I blinked. “Huh? for what?”
“The meteoroid swarms. Look at that thing,” he said, pointing off into the gloom at the huge rock “cork” we had found blocking the tunnel. “I have a hunch that will be the next swarm we see. Something is pumped into it through those pipes, then it’s broken up and accelerated down this tube. A giant shotgun.”
“Aimed at the poles of Jupiter,” I said.
“Yes…” I could see Dad was thinking. He looked at some of the oddly twisted metal around us and frowned. Whatever the metal was, it had iron in it; our magnetic boots held. “You know, Matt,” he said at last, “I’m not a believer in coincidence. The storms, the meteor swarms, suddenly you found life spiraling out of the atmosphere on electric field lines—it all happened at once.”

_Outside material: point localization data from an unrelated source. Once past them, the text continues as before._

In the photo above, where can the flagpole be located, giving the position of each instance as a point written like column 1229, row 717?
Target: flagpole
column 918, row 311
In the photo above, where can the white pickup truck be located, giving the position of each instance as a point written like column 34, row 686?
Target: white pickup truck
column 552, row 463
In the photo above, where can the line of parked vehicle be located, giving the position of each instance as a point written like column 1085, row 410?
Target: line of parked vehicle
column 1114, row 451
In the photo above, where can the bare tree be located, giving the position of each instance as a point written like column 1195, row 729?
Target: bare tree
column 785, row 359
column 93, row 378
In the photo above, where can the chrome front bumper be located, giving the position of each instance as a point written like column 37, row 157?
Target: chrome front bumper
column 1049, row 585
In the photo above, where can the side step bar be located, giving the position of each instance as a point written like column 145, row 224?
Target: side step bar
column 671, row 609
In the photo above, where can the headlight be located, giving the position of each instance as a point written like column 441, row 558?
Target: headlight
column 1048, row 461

“I wonder what we would find if we opened that rock cork in the tunnel,” I said thoughtfully.
“What do you mean?”
“Could somebody be, well, seeding Jupiter? Getting it ready for whatever is in that star ship?”
“Seed it for what?”
“I don’t know. To produce food? Maybe for a fish that can build star ships?” I grinned.

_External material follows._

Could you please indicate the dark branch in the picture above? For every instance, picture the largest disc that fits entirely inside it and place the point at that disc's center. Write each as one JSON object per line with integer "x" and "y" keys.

“That’s a big project. Jupiter has millions of times the life-supporting volume Earth does.”
“Size won’t stop men; I don’t see why it should stop anything else that can think. In fifty years we might be wrapping a sheet around Ganymede’s atmosphere to keep the oxygen in and make a better greenhouse out of it. Given time maybe we can do something with Jupiter, too—if somebody doesn’t beat us to the property first.”
Dad gingerly touched one of the metal things. “Perhaps…perhaps. We’re all going to be cooking up theories about this place, and no one will know the right answer until that green dot gets here.”
“You and I will be around to see it happen. Dad,” I said. “ISA can’t ship me Earthside now.”
“Not without a fight from me, and the Commander too, I expect.” He waved to the other men. “Better pack up!” he called. “We ought to bring the whole expedition down and set up a base at the edge of the crater. We want to do this carefully.”
He moved over to talk to the rest. I looked back at the beckoning circle at the end of the tunnel. The Sagan was a sharp bright point framed by Jupiter’s smoky bands.
Jupiter changes constantly. Her bands are an elaborate waltz of white streamers, crimson splotches, lacy brown filaments. The Red Spot seethes and churns. I was going to see a lot of the bands; I might spend my whole life out here.
Somebody has to be around when the owners of J-11 return. There’ll be a whole colony out here by then, waiting. Zak would stay, probably, despite his fatalism. Mom and Dad, yes—it was in their blood.
Jenny, too—and what that meant for me I couldn’t say. Not yet.
Yuri might even stay. Well, I’d handle that too.
That chilling knot of fear in me was gone now, burned away. I’d been carrying that fear since I was a kid. If it ever came back I could recognize it, overcome it. A lot of problems are like that—they wither away if you look at them straight on, unflinching. To grow, gamble. Self-knowledge isn’t always bad news, after all.